Child Orthopedics

Frequently Asked Questions

What can you tell me about the kinds of braces used after surgery to correct Blount's disease? Our pediatric orthopedic surgeon showed us two different types. Does one work better than the other?

Blount's disease in children is an excessive bowing or curvature of the lower legs. If they don't grow out of the condition, surgery may be needed to correct the deformity. Treatment is needed to improve alignment of the bone and keep an even leg length from side to side.

Once the repair has been made, the next step is to hold the bone in that position as it grows and lengthens. There are several ways to do this. The two devices you saw are likely the EBI external fixator and the Taylor Spatial frame.

The EBI is anchored to the bone with pins and clamps. It has a series of multiaxial joints that can be adjusted to change the curve, rotation, and length of the bone. The surgeon uses careful fluoroscopic (special X-ray) measurements and computer calculations to fix the device in just the right spot.

The disadvantages of this system are problems can occur from the pins if they get infected or if they damage nerves or blood vessels. If the device isn't fixed in just the right position, a second operation may be needed to make necessary changes.

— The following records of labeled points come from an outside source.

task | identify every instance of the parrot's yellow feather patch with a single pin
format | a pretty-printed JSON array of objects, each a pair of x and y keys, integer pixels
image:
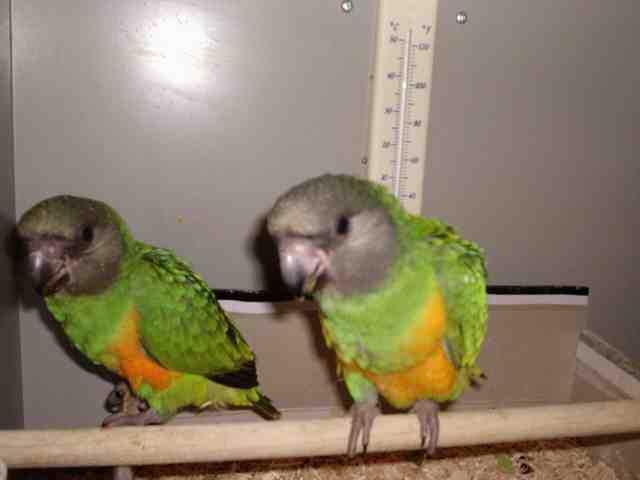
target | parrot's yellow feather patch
[
  {"x": 134, "y": 364},
  {"x": 426, "y": 337},
  {"x": 433, "y": 376}
]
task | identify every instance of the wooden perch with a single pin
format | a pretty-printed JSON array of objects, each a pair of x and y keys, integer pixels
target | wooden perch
[{"x": 263, "y": 440}]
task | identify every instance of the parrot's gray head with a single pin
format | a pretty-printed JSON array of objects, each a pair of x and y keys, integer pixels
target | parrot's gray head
[
  {"x": 333, "y": 232},
  {"x": 71, "y": 244}
]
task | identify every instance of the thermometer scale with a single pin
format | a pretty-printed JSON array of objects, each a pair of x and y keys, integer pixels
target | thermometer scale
[{"x": 400, "y": 97}]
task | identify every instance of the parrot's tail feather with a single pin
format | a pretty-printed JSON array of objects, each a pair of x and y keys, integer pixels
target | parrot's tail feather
[
  {"x": 244, "y": 377},
  {"x": 265, "y": 408}
]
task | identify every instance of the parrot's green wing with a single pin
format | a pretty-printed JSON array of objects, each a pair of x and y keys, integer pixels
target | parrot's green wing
[
  {"x": 461, "y": 272},
  {"x": 183, "y": 326}
]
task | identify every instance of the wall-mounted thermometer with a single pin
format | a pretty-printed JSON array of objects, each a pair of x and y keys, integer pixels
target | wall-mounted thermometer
[{"x": 401, "y": 91}]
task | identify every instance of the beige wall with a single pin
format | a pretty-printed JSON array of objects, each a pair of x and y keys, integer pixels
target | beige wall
[
  {"x": 531, "y": 147},
  {"x": 535, "y": 147},
  {"x": 10, "y": 379}
]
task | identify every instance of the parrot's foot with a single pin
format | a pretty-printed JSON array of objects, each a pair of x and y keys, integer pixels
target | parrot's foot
[
  {"x": 122, "y": 400},
  {"x": 362, "y": 415},
  {"x": 122, "y": 419},
  {"x": 123, "y": 473},
  {"x": 427, "y": 412}
]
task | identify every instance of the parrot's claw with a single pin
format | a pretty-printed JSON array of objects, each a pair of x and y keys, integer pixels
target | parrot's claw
[
  {"x": 362, "y": 416},
  {"x": 122, "y": 419},
  {"x": 122, "y": 400},
  {"x": 427, "y": 412}
]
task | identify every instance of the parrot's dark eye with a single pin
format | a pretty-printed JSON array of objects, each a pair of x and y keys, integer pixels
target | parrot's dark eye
[
  {"x": 87, "y": 234},
  {"x": 343, "y": 226}
]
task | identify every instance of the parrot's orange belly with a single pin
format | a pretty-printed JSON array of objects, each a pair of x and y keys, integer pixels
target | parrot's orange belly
[
  {"x": 433, "y": 376},
  {"x": 133, "y": 363}
]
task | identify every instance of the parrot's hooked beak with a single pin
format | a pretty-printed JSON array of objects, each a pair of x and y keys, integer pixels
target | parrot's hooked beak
[
  {"x": 302, "y": 263},
  {"x": 46, "y": 263}
]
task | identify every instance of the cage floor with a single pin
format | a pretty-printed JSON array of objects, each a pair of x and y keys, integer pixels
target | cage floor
[{"x": 565, "y": 459}]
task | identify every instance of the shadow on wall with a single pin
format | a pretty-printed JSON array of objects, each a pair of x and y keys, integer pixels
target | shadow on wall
[
  {"x": 265, "y": 250},
  {"x": 30, "y": 300}
]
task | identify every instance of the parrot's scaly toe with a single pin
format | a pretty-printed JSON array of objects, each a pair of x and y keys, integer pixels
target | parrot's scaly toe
[
  {"x": 362, "y": 415},
  {"x": 147, "y": 417},
  {"x": 427, "y": 412}
]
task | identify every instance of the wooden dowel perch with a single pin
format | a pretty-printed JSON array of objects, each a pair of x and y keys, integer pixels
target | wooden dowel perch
[{"x": 263, "y": 440}]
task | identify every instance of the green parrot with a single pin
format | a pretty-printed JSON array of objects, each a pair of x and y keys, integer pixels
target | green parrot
[
  {"x": 138, "y": 310},
  {"x": 403, "y": 298}
]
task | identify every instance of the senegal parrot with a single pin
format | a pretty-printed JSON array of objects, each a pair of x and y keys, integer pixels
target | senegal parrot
[
  {"x": 138, "y": 310},
  {"x": 403, "y": 298}
]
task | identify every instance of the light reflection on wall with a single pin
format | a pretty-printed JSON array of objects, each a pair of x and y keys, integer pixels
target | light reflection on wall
[{"x": 178, "y": 45}]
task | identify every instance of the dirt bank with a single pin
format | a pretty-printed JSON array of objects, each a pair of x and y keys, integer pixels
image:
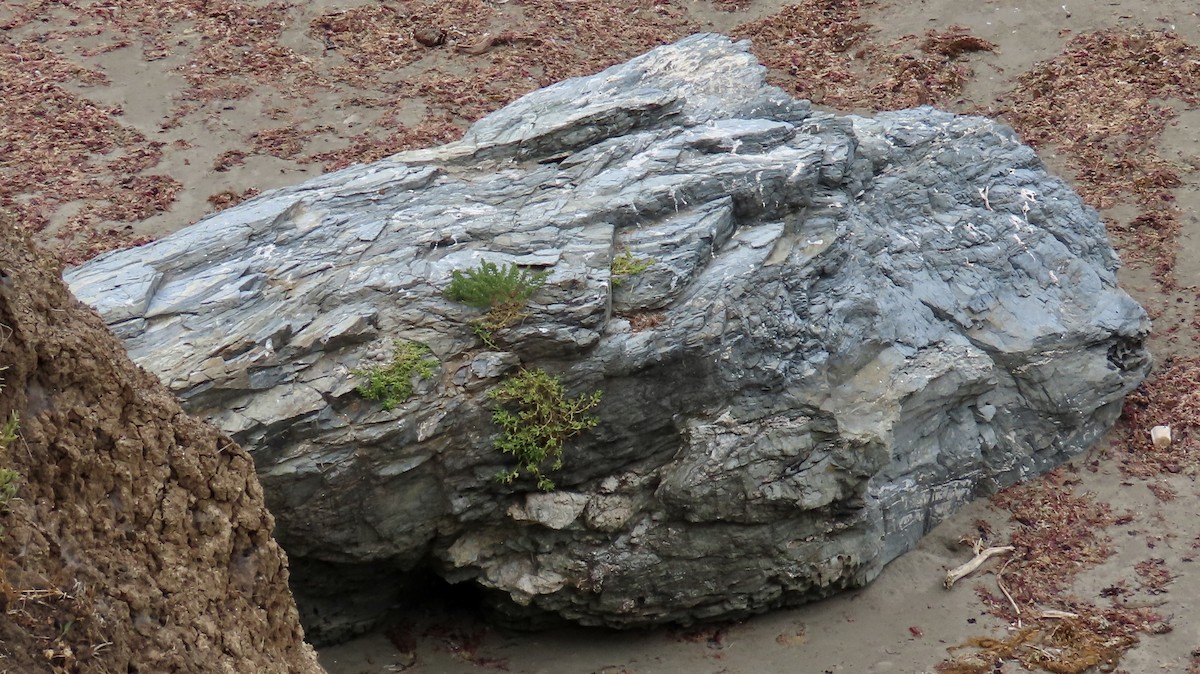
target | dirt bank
[{"x": 136, "y": 539}]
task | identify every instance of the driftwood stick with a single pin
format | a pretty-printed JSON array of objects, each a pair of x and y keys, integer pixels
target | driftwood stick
[{"x": 982, "y": 555}]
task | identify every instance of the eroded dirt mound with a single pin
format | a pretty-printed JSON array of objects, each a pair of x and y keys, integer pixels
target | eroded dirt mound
[{"x": 136, "y": 539}]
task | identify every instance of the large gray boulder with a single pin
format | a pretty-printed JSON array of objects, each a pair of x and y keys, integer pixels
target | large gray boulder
[{"x": 851, "y": 328}]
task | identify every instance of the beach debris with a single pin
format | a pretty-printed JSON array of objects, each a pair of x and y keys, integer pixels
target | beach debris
[
  {"x": 982, "y": 555},
  {"x": 430, "y": 36},
  {"x": 1161, "y": 435}
]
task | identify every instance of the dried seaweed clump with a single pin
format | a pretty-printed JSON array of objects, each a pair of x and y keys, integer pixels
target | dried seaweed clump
[
  {"x": 826, "y": 49},
  {"x": 1059, "y": 533},
  {"x": 1103, "y": 104}
]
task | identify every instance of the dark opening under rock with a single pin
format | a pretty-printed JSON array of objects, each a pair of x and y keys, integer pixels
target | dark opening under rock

The second device (the Taylor frame) is a circular frame that fits around the lower leg. It has a series of interconnected struts that can be pulled and tightened to adjust the leg position. Any changes can be made without surgery. The advantage is the correction is more accurate and safe. The disadvantage is the correction is more gradual and may take longer.

David S. Feldman, MD, et al. Accuracy of Correction of Tibia Vara. Acute Versus Gradual Correction. In Journal of Pediatric Orthopaedics. November/December 2006. Vol. 26. No. 6. Pp. 794-798.